“A progression if ever there was one”; those were the words of Phil Stuckey when he kindly gifted me with this new album, Days of Innocence. So, in a single phrase I was left in hot anticipation of what it would be like, the third from Stuckfish. Formed in 2017, Stuckfish have gone through some trials and tribulations, with the very sad passing of former keyboardist Alan Gibson and bass player Danny Stephenson within a week of each other in 2020; they have now well and truly settled on the line-up of Phil on lead vocals, Ade Fisher on guitar, Gary Holland on keyboards, Phil Morey on bass and Adam Sayers on the drum riser. This is the first album where all the band members have contributed to its compositional output.
On first listening, and whilst it is not explicitly stated, I got the impression that there are some very personal messages within the lyrics. Couple this with Phil’s very melodic vocals and it seems to be an album of reflection of times past, with positive thoughts for the future. Whilst the band are very proud to be associated with the progressive rock genre, and having got to know their first two albums well (Calling and The Watcher), this album is an evolutionary step up with traits of classic rock (almost vis-à-vis Bon Jovi) and symphonic rock, which will appeal enormously to a wider audience. But the trademark Stuckfish elements are there in spades, with all five band members given their opportunity to shine.
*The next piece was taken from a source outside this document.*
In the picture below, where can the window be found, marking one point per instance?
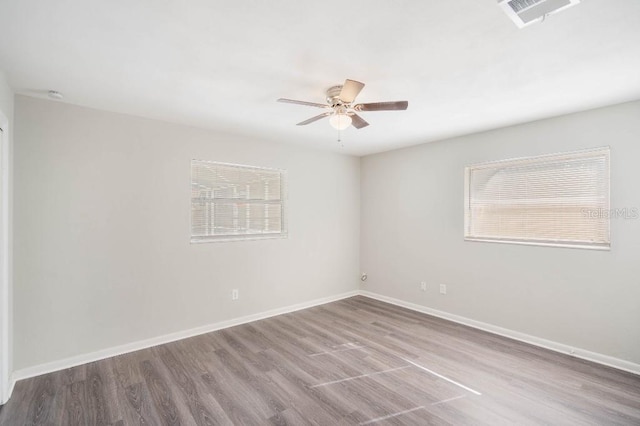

The opening track, Age of Renewal, is a magnificently upbeat start, with a keyboard solo, regular beat and delicate guitar work. The chorus is certainly more mainstream rock than prog, but this makes the track all the more interesting. This steady number has a theme change at the 4-minute mark, with a lovely solo from Gary Holland and a bass rhythm from Phil Morey, leading into an enriching lead guitar solo that illustrates just how skilled Ade Fisher is. It leads into the title track, featuring Morey’s bass undertones and highlighting the higher register vocals from Stuckey that we have become accustomed to with their earlier work. It’s a bit stage musical, but it conveys a message of hope and freedom with lines such as “For where we are, We want to be, Looking on, The way we’ve gone, The journey we have taken, To set ourselves free”, before closing with orchestral sampling, emulating a string section and horns before a lengthy fade over the course of a minute. It’s inspiring stuff, and the beat goes on.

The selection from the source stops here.